Before he was five he could target an empty box, toss an almost petrified lemon inside from thirty yards away and never miss. His dad and mom often threw them back to the
tyke to keep him nearby while they worked the fields, never paying attention to
the child’s dexterity and ability to catch and throw.
A major turn in Four’s life happened at the Good Will when
his Mama took him to get new jeans for school. New to the youngest Armon meant “purchased at Good Will” or “given
out at church trade days.” It was there
that Four spotted a worn-out, but genuine, regulation football. Mablelee,
realizing the lemons had long sense dried into dust, bought it for her son. From that time on, the boy spent every minute he wasn't working the fields playing some kind of game with a ball.
Thanks to the enforcement of integration laws, Four was the
first Leifenbacker allowed to attend public high school. His six foot four, two
hundred pound body was nothing special to the family. They just chalked it up to country cooking
and hard farm work. However, at Tunica
High coaches, fellow students and the team’s supporters revered him. Armon the Forth was the highest scoring
player on the Lion’s baseball, basketball and football teams….ever. His family, like all families in Tunica,
never missed a Lion’s game. They were proud of Four’s athletic success as long
as there was time to plant and pick.
They never dreamed he would have offers to attend college and
discouraged the many recruiters who visited the farm trying to sell them on
their school. The boy was needed at home and that was that. That is until the folks from Ole Miss assured
Mama they would take care of her boy, that he would be safe, have home-cooked
meals and a nice bed and room of his own.

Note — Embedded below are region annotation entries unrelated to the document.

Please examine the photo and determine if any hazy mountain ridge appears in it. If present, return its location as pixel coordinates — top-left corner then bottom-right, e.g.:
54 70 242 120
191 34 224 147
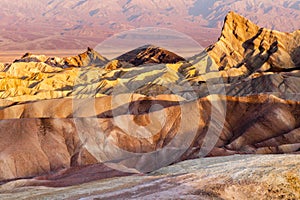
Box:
0 0 300 50
0 12 300 199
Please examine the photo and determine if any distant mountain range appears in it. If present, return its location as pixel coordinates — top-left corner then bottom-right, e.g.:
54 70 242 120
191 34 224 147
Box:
0 0 300 50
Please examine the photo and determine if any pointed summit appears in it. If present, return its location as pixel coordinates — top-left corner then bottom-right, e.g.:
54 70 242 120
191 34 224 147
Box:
116 45 185 66
207 12 300 76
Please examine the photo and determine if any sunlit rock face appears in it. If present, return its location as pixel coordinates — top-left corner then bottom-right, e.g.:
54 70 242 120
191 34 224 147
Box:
0 12 300 197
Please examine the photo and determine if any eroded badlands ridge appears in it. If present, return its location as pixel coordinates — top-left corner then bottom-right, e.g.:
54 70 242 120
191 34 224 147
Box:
0 12 300 192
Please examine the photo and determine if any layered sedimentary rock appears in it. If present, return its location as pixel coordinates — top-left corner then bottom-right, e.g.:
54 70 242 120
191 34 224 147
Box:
0 13 300 195
0 155 300 200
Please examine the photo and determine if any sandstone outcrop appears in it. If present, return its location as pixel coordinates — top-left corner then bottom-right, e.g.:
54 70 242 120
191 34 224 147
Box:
0 12 300 198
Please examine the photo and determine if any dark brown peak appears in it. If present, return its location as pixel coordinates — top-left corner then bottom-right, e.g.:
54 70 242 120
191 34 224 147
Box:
116 44 185 66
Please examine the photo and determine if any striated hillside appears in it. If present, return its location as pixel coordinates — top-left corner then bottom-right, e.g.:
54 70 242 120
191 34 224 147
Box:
0 12 300 197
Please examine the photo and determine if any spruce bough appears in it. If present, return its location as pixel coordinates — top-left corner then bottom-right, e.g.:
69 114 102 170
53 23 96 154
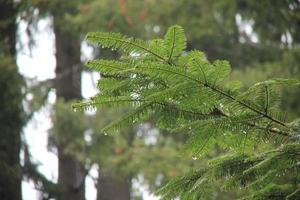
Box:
73 25 300 200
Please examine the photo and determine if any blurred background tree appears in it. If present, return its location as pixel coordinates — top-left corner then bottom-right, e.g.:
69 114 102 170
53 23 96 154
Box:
0 0 300 200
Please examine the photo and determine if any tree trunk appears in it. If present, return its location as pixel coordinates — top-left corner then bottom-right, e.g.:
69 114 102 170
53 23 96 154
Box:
97 170 131 200
53 14 85 200
0 0 23 200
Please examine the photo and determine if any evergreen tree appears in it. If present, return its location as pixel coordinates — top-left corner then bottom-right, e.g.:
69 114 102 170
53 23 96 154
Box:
74 25 299 199
0 0 24 200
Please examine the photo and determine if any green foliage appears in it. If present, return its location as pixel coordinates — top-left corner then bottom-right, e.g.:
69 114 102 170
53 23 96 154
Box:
73 25 299 199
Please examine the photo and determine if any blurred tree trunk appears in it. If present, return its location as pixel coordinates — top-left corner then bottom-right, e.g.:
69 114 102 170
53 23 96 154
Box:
97 169 131 200
53 14 85 200
0 0 23 200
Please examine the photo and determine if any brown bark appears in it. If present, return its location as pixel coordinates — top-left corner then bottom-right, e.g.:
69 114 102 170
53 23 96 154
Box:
53 14 85 200
97 170 131 200
0 0 23 200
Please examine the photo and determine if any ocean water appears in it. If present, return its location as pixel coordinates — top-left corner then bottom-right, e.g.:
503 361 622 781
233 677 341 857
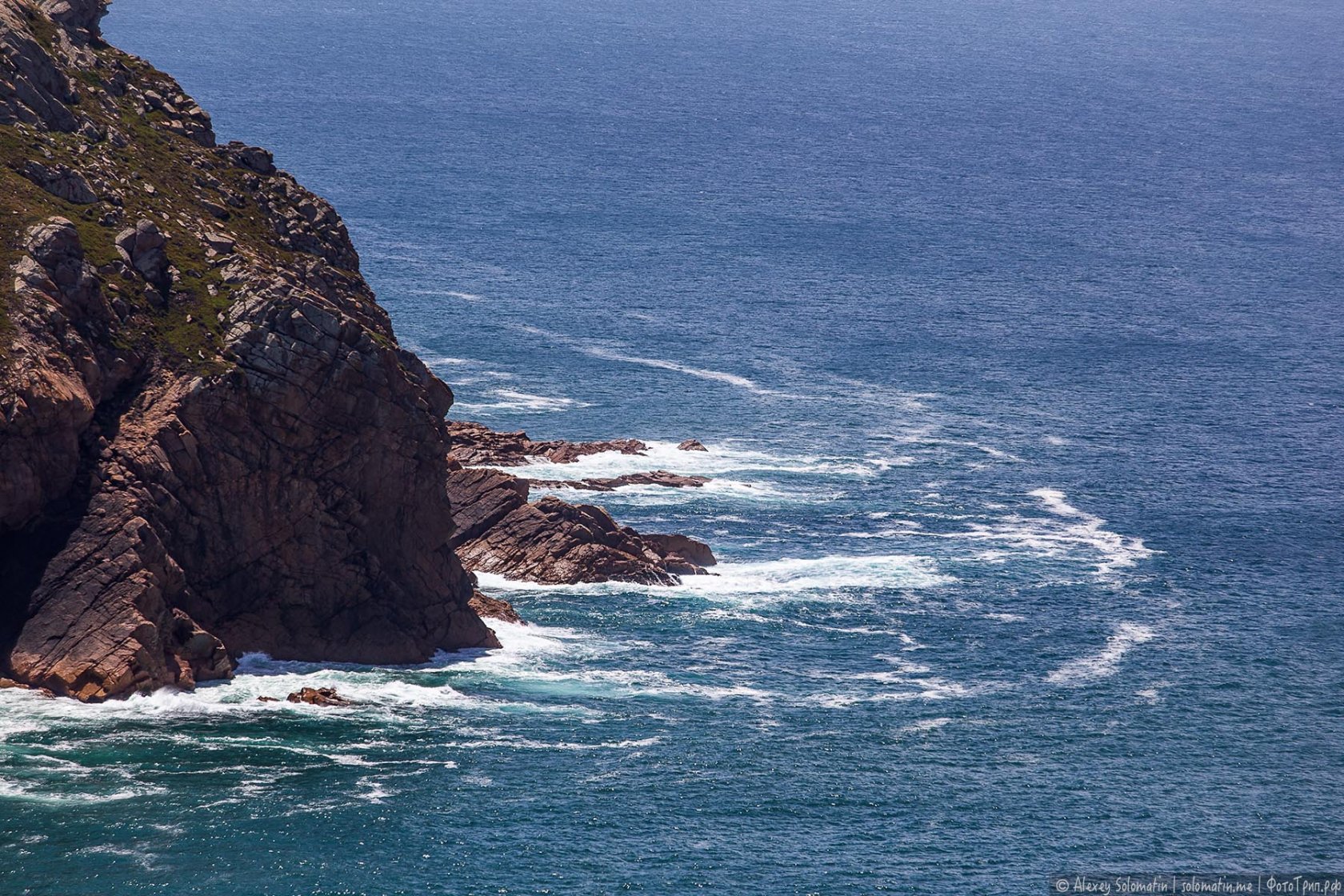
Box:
0 0 1344 896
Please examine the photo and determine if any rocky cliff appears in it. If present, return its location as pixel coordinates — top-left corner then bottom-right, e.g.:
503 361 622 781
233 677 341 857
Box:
0 0 498 700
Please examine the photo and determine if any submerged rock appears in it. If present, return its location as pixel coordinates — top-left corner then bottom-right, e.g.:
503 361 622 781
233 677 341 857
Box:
285 688 355 706
447 421 649 466
528 470 710 492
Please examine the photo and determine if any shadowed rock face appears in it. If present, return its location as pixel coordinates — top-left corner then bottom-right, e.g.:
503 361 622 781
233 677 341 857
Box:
0 0 498 700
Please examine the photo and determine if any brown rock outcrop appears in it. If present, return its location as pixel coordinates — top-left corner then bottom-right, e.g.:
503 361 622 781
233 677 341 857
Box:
285 688 355 706
472 591 527 625
447 469 714 584
0 0 498 700
528 470 710 492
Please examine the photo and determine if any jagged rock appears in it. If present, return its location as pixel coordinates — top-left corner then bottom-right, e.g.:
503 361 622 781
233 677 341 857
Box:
472 591 527 625
285 688 355 706
18 160 98 206
0 0 498 700
218 140 275 176
42 0 107 40
640 534 718 574
115 218 172 293
202 230 238 255
447 469 712 584
449 421 649 466
528 470 710 492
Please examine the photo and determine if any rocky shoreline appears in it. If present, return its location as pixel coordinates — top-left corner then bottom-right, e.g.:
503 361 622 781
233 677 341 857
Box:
0 0 714 702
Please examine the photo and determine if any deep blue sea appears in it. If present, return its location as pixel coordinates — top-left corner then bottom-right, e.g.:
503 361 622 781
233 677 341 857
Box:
0 0 1344 896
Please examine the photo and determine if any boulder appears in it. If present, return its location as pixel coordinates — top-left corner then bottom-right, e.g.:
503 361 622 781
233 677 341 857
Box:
472 591 527 625
115 218 172 293
528 470 710 492
18 160 98 206
447 467 712 584
449 421 649 466
285 688 355 706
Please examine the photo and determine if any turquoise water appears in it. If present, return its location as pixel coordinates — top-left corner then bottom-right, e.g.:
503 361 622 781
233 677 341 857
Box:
0 0 1344 894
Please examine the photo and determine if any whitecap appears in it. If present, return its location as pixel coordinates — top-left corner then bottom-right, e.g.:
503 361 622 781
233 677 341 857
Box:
1046 622 1157 685
518 325 786 395
476 554 955 601
453 388 587 414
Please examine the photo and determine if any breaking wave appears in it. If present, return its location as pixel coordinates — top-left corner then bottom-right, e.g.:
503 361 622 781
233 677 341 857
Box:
1046 622 1157 685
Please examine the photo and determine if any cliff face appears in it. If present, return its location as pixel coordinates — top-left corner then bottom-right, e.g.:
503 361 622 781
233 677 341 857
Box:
0 0 498 700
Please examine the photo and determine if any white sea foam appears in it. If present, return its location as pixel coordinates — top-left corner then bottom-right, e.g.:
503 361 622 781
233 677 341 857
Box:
510 439 890 479
922 489 1156 575
453 388 587 414
1046 622 1156 685
477 554 955 603
518 325 783 395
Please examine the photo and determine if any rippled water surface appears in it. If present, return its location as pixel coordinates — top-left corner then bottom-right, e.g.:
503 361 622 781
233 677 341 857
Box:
0 0 1344 894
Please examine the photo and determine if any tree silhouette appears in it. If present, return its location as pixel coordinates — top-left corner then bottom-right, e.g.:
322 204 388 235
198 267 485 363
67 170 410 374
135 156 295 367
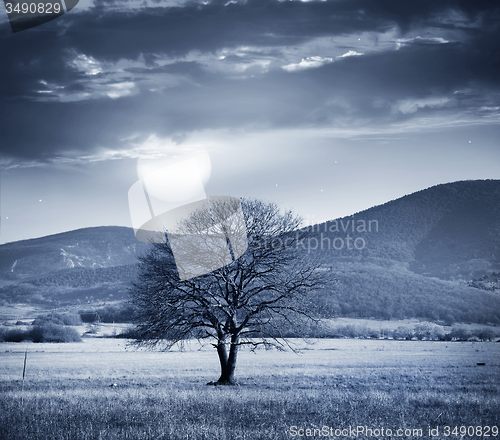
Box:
131 198 328 384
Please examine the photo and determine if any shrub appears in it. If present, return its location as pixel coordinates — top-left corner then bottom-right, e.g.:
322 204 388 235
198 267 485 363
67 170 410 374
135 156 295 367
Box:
53 313 82 325
32 315 64 325
475 328 497 341
0 329 31 342
450 327 472 341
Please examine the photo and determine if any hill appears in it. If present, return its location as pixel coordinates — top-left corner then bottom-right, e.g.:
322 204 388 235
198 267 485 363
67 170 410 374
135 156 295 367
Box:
0 180 500 324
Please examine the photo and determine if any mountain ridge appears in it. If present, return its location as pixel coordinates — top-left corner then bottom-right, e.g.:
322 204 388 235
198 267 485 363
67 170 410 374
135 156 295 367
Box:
0 180 500 323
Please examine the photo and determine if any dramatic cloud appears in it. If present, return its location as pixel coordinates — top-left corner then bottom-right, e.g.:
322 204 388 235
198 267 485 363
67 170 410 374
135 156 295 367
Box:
0 0 500 164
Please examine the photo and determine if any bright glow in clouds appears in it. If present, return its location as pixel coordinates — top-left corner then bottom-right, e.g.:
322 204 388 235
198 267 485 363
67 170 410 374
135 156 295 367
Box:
283 57 333 72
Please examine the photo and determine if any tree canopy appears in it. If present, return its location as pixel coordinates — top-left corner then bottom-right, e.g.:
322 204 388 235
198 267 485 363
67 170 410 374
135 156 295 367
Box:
131 198 328 384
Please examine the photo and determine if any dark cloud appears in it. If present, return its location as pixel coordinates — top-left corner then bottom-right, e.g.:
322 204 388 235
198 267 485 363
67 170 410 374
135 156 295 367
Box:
0 0 500 165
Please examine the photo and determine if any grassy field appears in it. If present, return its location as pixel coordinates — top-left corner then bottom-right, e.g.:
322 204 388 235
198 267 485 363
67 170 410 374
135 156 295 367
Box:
0 338 500 440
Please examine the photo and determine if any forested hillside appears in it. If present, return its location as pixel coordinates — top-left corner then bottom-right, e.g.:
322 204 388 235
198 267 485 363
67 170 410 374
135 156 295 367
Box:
0 180 500 324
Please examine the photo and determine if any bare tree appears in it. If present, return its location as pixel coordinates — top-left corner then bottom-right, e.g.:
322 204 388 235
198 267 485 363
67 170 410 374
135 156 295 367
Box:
131 199 327 384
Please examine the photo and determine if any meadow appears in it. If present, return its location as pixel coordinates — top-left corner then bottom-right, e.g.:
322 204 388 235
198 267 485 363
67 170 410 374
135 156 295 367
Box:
0 338 500 440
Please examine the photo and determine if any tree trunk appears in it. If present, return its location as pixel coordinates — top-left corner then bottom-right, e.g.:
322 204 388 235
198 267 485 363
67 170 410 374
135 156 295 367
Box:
217 336 238 385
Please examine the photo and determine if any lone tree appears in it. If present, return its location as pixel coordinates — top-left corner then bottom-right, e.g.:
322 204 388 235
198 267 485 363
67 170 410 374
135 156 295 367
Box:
131 199 327 384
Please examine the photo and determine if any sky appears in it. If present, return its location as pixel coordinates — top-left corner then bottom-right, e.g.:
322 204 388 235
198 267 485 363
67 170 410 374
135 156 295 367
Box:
0 0 500 243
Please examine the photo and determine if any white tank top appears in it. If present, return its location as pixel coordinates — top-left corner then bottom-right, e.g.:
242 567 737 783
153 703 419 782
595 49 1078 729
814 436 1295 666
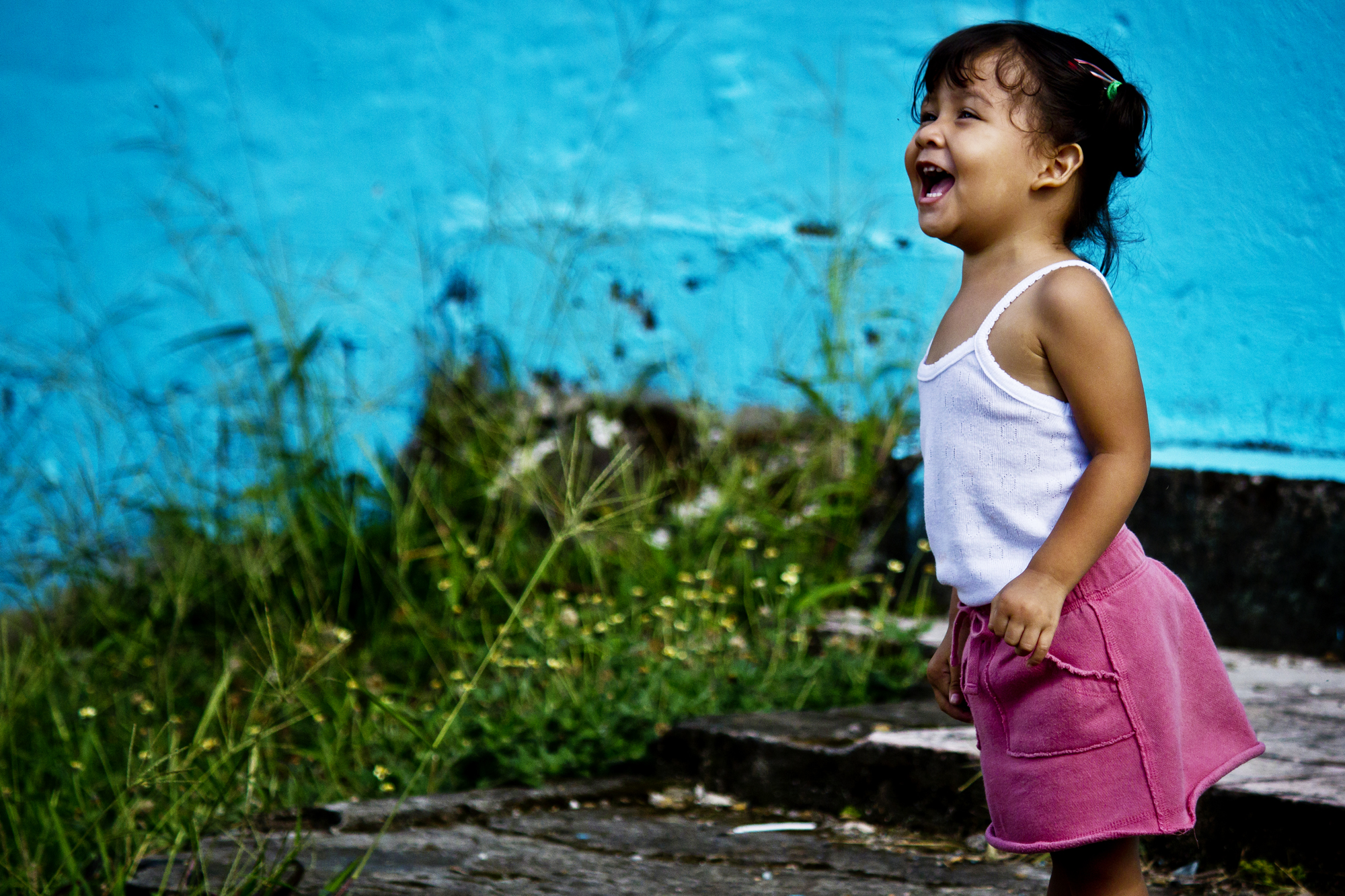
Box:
916 261 1111 607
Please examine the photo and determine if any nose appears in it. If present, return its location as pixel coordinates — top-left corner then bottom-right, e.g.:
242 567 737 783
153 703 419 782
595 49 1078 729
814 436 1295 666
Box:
915 121 944 149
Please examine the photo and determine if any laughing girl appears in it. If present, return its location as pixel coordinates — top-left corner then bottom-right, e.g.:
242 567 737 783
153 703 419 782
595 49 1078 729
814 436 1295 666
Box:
905 22 1264 896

They had a harder time explaining how Papa could run his farm without Four
but after negotiations the coach of Ole Miss picked up Armon Four and delivered
him to the school’s campus in time for football practice.
In trade the Ole Miss Boosters, a group of rich Rebel fans
who always did what it took to get the athletes they wanted, left a shiny new
John Deere tractor to aid Papa. For Mama a brand new purple Cadillac complete with driving
lessons appeared in the gavel drive next to their house.
The Leifenbackers never missing a chance to cheer for their
son, drove a hundred miles each way in the purple Caddy to attend each Rebel
home game. They quickly learned to enjoy dining out and staying overnight at
the Oxford, Mississippi La Quinta Inn.
When Armon accepted a multi-million dollar contract with the
San Francisco Forty-Niners they could only wish their boy well. They had no idea where San Francisco was but knew
they could see him play on their wide screen TV, another perk furnished by the
Ole Miss Booster Club.
Armon became a member of the Niners team, faithfully sitting on the bench season after season. Then in 2014 Armon’s agility and accuracy
placed him at the top of the roster.
That happened when Michael Crabtree was injured in the forth quarter of
the tied-up Superbowl game and Coach Jim Harbaugh sent Armon in to replace
Crabtree. In the last minutes of the hard-fought battle Armon Leifenbacker the
Forth caught Colin Kaepernick’s winning pass and won the game for the Niners.
In between the shouts and cheering, a newscaster remarked, "This teams up the two players with the most difficult-to-pronounce names in
the league. By God, each name is spelled with so many letters they won't fit across the back of the player’s jerseys."
Howie Long, on the field with television cameras rolling, put a microphone in Leifenbacker’s
face. “Can you believe it! Superbowl 49
and the 49ers take the trophy. Armon
Leifenbacker, how does a farmer from Tunica, Mississippi get to the big leagues and make the winning play in a Superbowl game?”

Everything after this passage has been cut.